Q. What’s the biggest challenge in donor data segmentation?
A. Sometimes technology gets in the way. Sometimes our tools make it difficult. The other times it can be overwhelming. It sounds like a lot of work, and it is a lot of work. We are all overworked, we’re understaffed, and a lot of times we’re underpaid. Nevertheless, it can pay dividends beyond the things that make up our normal daily work. We don’t blink at putting on that gala that we have done for 20 years and takes up 6 months of our time, but maybe if we invested that time into something like segmentation, I think we would see greater dividends.
Q. Describe the current state of donor retention?
A. The Fundraising Effectiveness Project (FEP) was formed in 2006. Every year that they look at retention, results reveal retention rates in the mid-40 percentile, so it’s pretty flat-lined. The one metric that we have seen drop year after year is the re-capture rate—that is, the percentage of donors who have stopped giving but suddenly come back after a few years. If someone stops giving, FEP data shows there is only a 5 percent chance that they are ever going to come back!
People stop giving because they receive pieces of communication not personalized for themselves and not necessarily relevant to themselves. It’s like throwing a bunch of stuff at the wall and hoping it sticks with a couple of people who receive it.
Let’s make sure everything we send sticks to the person we send. That requires us to know something about the donor. For the organizations who do this, their retention rates are much higher than 45%, they don’t have as many lapsed donors, and they are getting upgrades and major gifts. It does sometimes take a culture shift within our organizations, but it really is worth the work!
Q. What are some reasons some donors might stay or decide to leave?
A. There was a great 2001 study by Adrian Sargeant where he surveyed lapsed donors of ten major U.S.-based nonprofits. Respondents were asked to check each reason for stopping their contributions. The top reasons for leaving were:
- I, as a donor, thought other organizations were more deserving;
- I wasn’t thanked; and
- The communications that were sent to me were not appropriate.
On the other side of the coin, we know some reasons by donors stay with an organization. DonorVoice’s 2011 Donor Commitment Study surveyed 1,200 recent, frequent donors from over 250 nonprofit organizations. Donors were given a list of 32 reasons why they might continue giving and were asked to rank them by order of importance. The top reasons for staying were:
- I was thanked quickly;
- The organization told me what they did with my donation; and
- They told me the impact stories.
Q. What Do You Enjoy Most About Donor Data Segmentation?
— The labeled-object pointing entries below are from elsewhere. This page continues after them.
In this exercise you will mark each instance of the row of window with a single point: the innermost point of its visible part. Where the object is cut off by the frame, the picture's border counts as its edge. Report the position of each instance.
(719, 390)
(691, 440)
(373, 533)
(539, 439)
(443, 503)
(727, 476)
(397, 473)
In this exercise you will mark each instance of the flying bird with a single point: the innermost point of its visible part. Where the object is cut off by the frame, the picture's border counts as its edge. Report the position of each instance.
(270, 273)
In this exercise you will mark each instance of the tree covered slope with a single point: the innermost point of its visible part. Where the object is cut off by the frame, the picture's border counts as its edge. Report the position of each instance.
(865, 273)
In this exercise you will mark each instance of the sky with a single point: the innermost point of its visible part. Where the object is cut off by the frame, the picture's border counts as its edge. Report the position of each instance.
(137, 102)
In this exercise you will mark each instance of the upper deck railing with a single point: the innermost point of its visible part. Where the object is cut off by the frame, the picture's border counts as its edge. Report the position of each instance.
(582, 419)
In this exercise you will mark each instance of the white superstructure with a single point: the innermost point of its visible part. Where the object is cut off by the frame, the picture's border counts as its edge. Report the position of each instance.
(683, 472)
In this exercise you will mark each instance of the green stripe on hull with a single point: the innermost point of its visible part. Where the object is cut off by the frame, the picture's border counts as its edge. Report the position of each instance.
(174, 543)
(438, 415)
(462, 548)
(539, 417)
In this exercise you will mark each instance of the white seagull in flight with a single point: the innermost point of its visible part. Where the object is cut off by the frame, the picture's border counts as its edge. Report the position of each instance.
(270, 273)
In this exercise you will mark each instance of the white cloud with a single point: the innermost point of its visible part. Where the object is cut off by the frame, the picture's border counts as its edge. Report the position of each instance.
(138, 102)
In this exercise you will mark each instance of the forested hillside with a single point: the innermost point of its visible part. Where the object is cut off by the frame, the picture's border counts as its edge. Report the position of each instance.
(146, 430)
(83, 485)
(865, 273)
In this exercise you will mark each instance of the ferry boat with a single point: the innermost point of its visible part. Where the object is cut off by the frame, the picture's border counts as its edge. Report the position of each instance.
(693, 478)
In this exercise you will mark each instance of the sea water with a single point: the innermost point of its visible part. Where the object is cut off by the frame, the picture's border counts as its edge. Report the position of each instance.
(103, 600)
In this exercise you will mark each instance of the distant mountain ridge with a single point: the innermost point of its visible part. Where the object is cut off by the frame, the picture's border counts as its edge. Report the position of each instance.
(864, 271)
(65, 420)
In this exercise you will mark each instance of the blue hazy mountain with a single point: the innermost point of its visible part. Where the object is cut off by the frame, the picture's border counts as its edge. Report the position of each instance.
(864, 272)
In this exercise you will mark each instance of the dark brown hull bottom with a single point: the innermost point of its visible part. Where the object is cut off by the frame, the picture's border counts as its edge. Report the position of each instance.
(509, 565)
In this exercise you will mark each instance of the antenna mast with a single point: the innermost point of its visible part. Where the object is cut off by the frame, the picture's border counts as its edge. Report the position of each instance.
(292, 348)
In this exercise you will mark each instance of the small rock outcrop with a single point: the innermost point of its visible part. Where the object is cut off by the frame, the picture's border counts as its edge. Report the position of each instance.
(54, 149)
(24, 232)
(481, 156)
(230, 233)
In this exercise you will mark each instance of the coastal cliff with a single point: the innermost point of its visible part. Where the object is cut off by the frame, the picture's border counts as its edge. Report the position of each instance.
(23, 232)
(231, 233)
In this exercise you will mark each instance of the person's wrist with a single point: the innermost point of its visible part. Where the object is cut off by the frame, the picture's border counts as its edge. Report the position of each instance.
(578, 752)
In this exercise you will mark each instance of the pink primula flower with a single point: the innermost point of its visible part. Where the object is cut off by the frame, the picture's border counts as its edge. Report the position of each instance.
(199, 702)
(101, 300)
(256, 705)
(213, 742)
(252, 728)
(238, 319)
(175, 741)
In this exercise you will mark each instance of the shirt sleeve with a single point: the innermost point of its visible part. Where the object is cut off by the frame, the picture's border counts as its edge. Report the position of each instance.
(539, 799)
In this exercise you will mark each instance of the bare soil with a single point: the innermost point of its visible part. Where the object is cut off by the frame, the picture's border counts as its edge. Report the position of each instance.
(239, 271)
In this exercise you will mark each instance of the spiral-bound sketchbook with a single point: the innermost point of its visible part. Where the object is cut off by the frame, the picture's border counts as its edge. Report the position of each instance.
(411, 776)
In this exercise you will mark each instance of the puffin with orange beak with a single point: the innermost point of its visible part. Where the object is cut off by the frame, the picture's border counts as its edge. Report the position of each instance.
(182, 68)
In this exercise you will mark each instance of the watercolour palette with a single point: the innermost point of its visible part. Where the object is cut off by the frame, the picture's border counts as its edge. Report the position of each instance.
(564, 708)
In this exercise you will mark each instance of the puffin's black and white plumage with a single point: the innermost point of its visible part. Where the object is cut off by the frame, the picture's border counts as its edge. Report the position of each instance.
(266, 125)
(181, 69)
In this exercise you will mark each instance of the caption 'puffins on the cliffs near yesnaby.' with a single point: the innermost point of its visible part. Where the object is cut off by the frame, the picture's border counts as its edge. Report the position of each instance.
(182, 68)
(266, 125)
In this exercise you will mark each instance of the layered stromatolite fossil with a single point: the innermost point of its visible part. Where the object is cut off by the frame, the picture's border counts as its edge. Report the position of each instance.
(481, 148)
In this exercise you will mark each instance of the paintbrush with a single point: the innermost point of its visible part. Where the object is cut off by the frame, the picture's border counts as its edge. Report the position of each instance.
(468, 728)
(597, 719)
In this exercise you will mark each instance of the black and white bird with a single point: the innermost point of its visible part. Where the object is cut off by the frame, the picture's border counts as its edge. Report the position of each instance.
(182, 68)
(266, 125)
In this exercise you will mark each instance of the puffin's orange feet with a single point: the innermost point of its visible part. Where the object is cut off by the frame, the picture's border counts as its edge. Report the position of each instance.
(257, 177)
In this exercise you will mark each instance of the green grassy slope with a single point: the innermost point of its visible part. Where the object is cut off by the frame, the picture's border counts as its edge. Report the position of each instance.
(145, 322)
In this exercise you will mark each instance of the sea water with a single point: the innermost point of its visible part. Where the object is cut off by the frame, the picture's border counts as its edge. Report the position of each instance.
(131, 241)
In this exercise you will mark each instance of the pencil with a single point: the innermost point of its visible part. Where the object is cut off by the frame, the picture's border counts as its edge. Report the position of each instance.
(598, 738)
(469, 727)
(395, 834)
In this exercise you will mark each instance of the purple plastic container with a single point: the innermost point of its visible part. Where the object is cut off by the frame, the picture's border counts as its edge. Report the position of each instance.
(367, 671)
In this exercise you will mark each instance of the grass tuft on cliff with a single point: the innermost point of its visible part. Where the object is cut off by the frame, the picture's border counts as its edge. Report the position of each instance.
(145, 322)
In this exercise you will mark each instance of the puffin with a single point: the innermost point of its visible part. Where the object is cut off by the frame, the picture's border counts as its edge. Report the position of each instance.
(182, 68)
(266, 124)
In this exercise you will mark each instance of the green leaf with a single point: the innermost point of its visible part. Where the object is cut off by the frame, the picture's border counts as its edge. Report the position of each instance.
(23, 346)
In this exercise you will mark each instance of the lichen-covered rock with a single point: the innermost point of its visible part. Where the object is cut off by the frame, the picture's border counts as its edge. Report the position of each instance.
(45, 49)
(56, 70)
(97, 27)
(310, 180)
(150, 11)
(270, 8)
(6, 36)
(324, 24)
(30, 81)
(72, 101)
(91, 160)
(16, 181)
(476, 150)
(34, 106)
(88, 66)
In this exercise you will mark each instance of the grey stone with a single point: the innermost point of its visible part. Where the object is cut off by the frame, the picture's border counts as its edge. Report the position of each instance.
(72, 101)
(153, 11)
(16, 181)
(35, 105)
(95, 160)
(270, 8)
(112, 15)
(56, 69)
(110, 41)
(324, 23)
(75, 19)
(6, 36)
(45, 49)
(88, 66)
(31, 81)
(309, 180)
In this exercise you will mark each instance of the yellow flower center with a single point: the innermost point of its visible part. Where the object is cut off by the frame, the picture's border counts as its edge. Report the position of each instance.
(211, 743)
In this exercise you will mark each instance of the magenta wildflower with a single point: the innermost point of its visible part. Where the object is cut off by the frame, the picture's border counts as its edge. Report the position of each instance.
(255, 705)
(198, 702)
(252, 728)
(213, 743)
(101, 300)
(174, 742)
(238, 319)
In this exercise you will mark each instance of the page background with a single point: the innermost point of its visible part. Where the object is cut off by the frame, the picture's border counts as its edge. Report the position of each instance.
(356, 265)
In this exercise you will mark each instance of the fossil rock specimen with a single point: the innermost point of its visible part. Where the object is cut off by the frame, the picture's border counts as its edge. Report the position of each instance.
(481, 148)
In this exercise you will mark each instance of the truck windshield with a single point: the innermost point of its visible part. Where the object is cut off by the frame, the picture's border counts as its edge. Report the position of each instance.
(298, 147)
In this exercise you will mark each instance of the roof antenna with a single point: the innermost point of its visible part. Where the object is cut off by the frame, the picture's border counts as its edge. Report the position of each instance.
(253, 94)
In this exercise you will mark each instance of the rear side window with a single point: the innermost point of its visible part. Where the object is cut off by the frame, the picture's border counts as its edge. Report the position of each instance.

A. It’s fun to dig in and see where the differences lie. Fundraisers are so busy that sometimes we can’t always afford to be curious about the people who support us. Imagine sitting at home and someone sent you a birthday present, and you did not know who that person was. Wouldn’t you be a little curious? We should be the same way with our donors.
Q. If not a Chief Engagement Officer, I’d be …?
A. A database administrator at a big nonprofit. I’d enjoy working side by side with a major gifts officer or an annual giving officer, helping them to find prospects or to connect dots between people and identify opportunities.